In order to understand the current transparency of information disclosure of domestic large models,”Science and Technology New Knowledge” selected seven mainstream large models in the market: Doubao, Wenxinyiyan, Kimi, Tencent Hunyuan, Spark Model, Tongyi Qianwen, and Kuaishou Keling. As samples, we conducted actual measurements through privacy policies and user agreement evaluations, product function design experience, etc., and found that many products are not doing well in this regard. We also clearly saw the sensitive relationship between user data and AI products.
01. The right of withdrawal is in name only
First of all, it can be clearly seen from the login page that the seven domestic large model products all follow the “standard” usage agreement and privacy policy of the Internet APP, and all have different chapters in the privacy policy text to provide information to Users explain how to collect and use personal information.
The statements of these products are basically the same,”In order to optimize and improve the service experience, we may combine user feedback on the output content and problems encountered during use to improve the service.” Under the premise of being processed by secure encryption technology and strictly de-identified, the data input by the user to the AI, the instructions issued, the corresponding replies generated by the AI, and the user’s access and usage of the product may be analyzed and used for model training.”

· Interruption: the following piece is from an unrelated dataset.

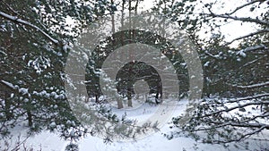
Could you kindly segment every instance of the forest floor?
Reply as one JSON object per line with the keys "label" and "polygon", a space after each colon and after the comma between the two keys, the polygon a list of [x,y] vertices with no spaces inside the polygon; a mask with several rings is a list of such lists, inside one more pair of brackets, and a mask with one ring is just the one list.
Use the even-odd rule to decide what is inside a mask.
{"label": "forest floor", "polygon": [[[177,105],[177,108],[175,108],[175,111],[171,114],[171,117],[183,113],[187,103],[187,100],[180,101],[180,104]],[[143,104],[143,105],[134,109],[115,110],[114,112],[118,115],[126,113],[128,115],[127,117],[140,121],[150,118],[151,114],[152,114],[157,108],[158,105],[156,105]],[[165,124],[163,124],[163,126],[160,129],[160,131],[150,134],[135,141],[115,141],[106,144],[100,138],[88,136],[82,138],[76,143],[79,146],[80,151],[215,151],[216,149],[218,151],[246,150],[244,144],[240,143],[236,143],[236,145],[239,147],[238,148],[235,147],[234,144],[230,144],[228,147],[224,147],[222,145],[211,145],[196,142],[195,139],[185,136],[168,139],[166,137],[164,137],[164,133],[169,134],[173,130],[178,130],[175,128],[171,129],[170,126],[171,123],[168,120],[167,122],[165,122]],[[269,134],[269,132],[267,134]],[[10,144],[12,147],[14,147],[16,140],[18,140],[18,136],[20,136],[21,140],[23,140],[25,138],[26,127],[23,126],[23,124],[18,125],[12,131],[12,135],[13,138],[11,139],[6,139],[6,142],[8,142],[8,144]],[[45,130],[35,136],[28,138],[24,146],[28,148],[33,148],[34,151],[65,151],[65,148],[68,143],[68,141],[65,141],[64,139],[60,138],[59,135]],[[248,150],[256,150],[256,148],[264,147],[264,146],[265,144],[253,141],[251,142]],[[4,147],[4,139],[0,140],[0,147]],[[0,150],[2,148],[0,147]]]}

In fact, using user data to train products and then iterating better products for users to use seems to be a positive cycle, but users are concerned about whether they have the right to refuse or withdraw the relevant data to “feed” AI training.
After reading and testing these seven AI products,”Technology New Knowledge” found that only Doubao, iFlytek, Tongyi Qianwen, and Keling mentioned in their privacy clauses that they could “change the scope of authorized products to continue to collect personal information. Or withdraw authorization.”
Among them, bean bags mainly focus on the withdrawal of authorization of voice messages. The policy shows,”If you do not want the voice information you enter or provide to be used for model training and optimization, you can withdraw your authorization by turning off” Settings “-” Account Settings “-” Improve Voice Services “”; however, for other information, you need to contact the official through the public contact information before you can request withdrawal of the use of data for model training and optimization.
Picture source/(Bean Bao)
In actual operation, it is not difficult to authorize and close voice services, but for the withdrawal of other information,”Technology New Knowledge” has not been able to get a reply after contacting the Doubao official.
Picture source/(Bean Bao)
Tongyi Qianwen is similar to Doubao. The only thing that an individual can operate is the withdrawal of authorization for voice services. For other information, it is also necessary to contact the official through the disclosed contact information to change or withdraw the scope of authorization to collect and process personal information.
Picture Source/(Tongyi Thousand Questions)
As a video and image generation platform, Keling has focused on the use of faces, saying that it will not use your facial pixel information for any other purpose or share it with third parties. However, if you want to cancel the authorization, you need to send an email to contact the official to cancel.
Picture source/(Keling)
Compared with Doubao, Tongyi Qianwen and Keling, iFlytek Spark’s requirements are more stringent. According to the terms, if users need to change or withdraw the scope of personal information collected, they need to cancel their accounts to achieve this.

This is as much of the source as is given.